Monkeypox is transmitted mainly through direct contact with infected blood or bodily fluids.
Ecuador's Public Health Ministry on Wednesday confirmed the country's first case of monkeypox, in a 30-year-old man who lives in the southwest coastal province of Guayas.
The National Institute of Public Health Research carried out the tests confirming the virus after the patient displayed characteristic symptoms such as fever, malaise and skin lesions resembling pimples or blisters.
"So far, the person is in stable condition and remains in isolation in Guayas, as do those he came into contact with," the ministry said in a statement.
Ecuador activated a nationwide health alert on May 22 to begin monitoring for the presence of monkeypox and announced its first suspected case five days later, though it was eventually ruled out.

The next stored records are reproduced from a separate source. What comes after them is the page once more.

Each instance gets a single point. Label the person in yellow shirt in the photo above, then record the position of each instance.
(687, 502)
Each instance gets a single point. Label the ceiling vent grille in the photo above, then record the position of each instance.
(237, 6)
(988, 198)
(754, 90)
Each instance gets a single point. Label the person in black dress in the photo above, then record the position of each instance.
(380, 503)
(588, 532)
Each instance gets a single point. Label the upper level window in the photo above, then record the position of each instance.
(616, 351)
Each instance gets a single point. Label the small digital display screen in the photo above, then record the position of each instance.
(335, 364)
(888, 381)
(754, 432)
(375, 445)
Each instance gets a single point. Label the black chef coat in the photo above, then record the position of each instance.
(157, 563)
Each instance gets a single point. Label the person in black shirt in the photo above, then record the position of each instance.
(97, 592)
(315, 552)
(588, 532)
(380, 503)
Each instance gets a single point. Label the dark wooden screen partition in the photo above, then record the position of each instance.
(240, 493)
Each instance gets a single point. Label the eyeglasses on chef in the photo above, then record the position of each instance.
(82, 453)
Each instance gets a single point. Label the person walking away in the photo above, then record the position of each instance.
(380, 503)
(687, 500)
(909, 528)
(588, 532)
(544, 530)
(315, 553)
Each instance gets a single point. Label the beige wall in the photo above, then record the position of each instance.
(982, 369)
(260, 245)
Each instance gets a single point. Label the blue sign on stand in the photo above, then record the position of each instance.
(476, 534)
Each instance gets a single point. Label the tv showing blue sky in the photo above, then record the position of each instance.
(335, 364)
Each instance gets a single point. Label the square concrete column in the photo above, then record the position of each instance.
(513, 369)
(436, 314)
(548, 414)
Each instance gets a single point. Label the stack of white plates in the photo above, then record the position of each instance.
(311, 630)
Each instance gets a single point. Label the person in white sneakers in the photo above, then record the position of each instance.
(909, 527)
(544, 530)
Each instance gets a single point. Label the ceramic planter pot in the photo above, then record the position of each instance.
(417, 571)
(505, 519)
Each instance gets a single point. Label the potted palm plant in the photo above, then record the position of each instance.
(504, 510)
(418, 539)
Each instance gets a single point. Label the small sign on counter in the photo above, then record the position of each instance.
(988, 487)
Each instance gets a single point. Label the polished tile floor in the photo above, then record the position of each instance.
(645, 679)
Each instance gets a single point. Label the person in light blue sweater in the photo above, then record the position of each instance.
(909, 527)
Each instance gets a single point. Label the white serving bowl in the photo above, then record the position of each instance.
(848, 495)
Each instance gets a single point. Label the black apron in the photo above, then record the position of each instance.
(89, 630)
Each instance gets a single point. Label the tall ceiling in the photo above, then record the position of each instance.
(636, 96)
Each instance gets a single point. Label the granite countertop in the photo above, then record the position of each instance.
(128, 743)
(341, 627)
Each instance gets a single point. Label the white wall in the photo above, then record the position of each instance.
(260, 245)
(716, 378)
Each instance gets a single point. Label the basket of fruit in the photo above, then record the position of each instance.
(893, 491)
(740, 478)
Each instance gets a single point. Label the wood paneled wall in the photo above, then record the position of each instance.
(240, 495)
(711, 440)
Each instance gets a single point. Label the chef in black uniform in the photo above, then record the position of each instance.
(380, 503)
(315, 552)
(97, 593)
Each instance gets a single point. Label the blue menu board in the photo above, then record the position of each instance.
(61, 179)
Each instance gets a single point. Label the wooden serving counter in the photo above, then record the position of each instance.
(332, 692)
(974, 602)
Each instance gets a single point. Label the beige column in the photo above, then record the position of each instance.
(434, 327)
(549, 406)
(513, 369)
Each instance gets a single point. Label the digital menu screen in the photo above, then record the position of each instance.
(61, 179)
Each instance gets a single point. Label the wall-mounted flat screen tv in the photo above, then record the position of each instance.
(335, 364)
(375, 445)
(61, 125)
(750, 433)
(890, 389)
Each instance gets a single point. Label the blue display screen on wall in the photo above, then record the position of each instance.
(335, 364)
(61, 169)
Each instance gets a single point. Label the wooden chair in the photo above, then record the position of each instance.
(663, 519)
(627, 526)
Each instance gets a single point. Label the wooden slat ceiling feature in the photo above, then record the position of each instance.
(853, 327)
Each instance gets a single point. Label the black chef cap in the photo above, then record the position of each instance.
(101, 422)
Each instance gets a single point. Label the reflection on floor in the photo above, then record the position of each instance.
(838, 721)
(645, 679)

Previously, on Tuesday, Panama also confirmed its first case of monkeypox, in a 30-year-old man who is currently receiving medical attention. The diagnosis immediately activated contact tracing to avoid the spread of the virus, Health Minister Luis Sucre announced.
In spite of the first monkeypox case, the health measures announced last week regarding the lifting of the mandatory use of face masks as of July 11, both in open and closed spaces, will move forward, he added. The exception to the lifting of the mask mandate will be health facilities, both public and private, as well as public transportation.
Monkeypox, a zoonotic disease endemic in parts of Africa that has spread to other continents, is transmitted mainly through direct contact with infected blood or bodily fluids.